4. 屋根の勾配・葺き方
3寸以上の勾配が確保できるのであれば、基本的に横葺きとすることがほとんどです。縦葺き(立はぜ葺き)に比べて、軒先の水平ラインをキレイに見せられるからです。棟部の納まりも立はぜがない分、棟換気の形状が複雑にならず、背丈の低いノイズレスな設えとなります。
さらに、板金職人の技量によっては、究極の美しさが得られます。特殊施工に長けた熟練の板金職人に施工をお願いできる場合は、現場に加工機を持ち込んで、継目のないシームレスな横葺き屋根にすることも[A]。
立はぜ葺きでも、軒先部分に生じるはぜの凹凸が目立たない特殊なはぜ“しののめはぜ”という葺き方で納められます[B]。横葺き屋根と同等のノイズレスな軒先となります。
A 横葺きの場合
B 縦葺き(立はぜ葺き)の場合
5. 既製品の雨樋を利用した内樋
軒樋の意匠性は非常に難しい問題です。屋根と同素材の既製品を使用すれば軒樋の存在感はあまり気にならないのですが、さらに存在感を抑えたい場合は、内樋を検討することもあります。

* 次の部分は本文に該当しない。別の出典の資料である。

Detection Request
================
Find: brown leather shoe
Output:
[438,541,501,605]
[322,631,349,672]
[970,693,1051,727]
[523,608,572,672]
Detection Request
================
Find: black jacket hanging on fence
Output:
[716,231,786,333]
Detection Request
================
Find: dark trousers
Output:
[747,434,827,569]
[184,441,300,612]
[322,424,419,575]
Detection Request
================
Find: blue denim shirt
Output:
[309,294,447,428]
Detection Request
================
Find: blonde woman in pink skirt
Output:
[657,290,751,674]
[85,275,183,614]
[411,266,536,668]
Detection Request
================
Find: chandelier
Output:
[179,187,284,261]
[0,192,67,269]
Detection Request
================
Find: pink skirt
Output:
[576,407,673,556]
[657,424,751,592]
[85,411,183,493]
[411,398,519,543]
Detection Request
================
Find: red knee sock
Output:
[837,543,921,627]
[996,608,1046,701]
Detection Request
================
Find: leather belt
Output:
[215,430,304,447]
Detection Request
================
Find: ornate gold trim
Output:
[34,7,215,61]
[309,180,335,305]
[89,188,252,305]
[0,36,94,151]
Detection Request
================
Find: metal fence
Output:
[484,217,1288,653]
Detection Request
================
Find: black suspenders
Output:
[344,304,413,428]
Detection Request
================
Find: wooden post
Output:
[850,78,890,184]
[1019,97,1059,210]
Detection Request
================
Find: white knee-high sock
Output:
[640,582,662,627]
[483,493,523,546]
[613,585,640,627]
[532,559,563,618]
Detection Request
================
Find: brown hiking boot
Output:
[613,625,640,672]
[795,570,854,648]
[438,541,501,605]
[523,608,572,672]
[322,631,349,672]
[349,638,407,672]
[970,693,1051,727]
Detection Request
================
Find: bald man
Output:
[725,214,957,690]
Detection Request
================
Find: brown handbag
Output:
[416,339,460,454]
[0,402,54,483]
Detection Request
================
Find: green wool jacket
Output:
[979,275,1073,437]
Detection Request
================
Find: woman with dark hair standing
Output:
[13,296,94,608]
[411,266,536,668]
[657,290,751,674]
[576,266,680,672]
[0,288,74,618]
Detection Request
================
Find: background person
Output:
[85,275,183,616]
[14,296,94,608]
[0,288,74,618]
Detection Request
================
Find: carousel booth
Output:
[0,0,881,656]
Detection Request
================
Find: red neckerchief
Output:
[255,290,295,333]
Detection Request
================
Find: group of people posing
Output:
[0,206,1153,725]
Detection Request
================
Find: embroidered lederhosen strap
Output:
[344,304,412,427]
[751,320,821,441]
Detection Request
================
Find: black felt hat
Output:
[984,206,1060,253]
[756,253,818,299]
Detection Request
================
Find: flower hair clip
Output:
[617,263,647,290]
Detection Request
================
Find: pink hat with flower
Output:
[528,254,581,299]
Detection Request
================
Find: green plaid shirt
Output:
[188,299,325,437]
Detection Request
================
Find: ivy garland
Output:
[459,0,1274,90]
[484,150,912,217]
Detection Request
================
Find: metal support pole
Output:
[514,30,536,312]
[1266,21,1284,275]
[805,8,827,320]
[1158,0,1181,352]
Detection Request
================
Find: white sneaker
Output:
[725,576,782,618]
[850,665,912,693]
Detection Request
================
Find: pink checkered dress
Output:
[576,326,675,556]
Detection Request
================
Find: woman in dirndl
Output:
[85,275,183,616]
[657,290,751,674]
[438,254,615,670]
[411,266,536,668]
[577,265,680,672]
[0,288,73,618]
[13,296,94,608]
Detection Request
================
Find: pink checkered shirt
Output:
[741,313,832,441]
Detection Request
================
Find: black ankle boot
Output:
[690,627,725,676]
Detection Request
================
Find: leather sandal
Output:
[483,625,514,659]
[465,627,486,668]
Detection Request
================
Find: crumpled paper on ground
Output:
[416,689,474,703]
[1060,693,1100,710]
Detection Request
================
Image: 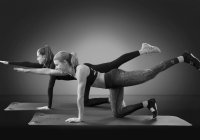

ただし、造作による内樋は防水層の形成や屋根板金の折り返しなどを入念に検討する必要があるなど、防水性について少なからず懸念が残ります。そこで有効なのが軒先部分にスリットを設け、既製品の軒樋を差し込むという方法です。躯体と一体になった内樋よりも安全で、しかも外からは軒樋が見えないので、軒先をシャープに見せられます。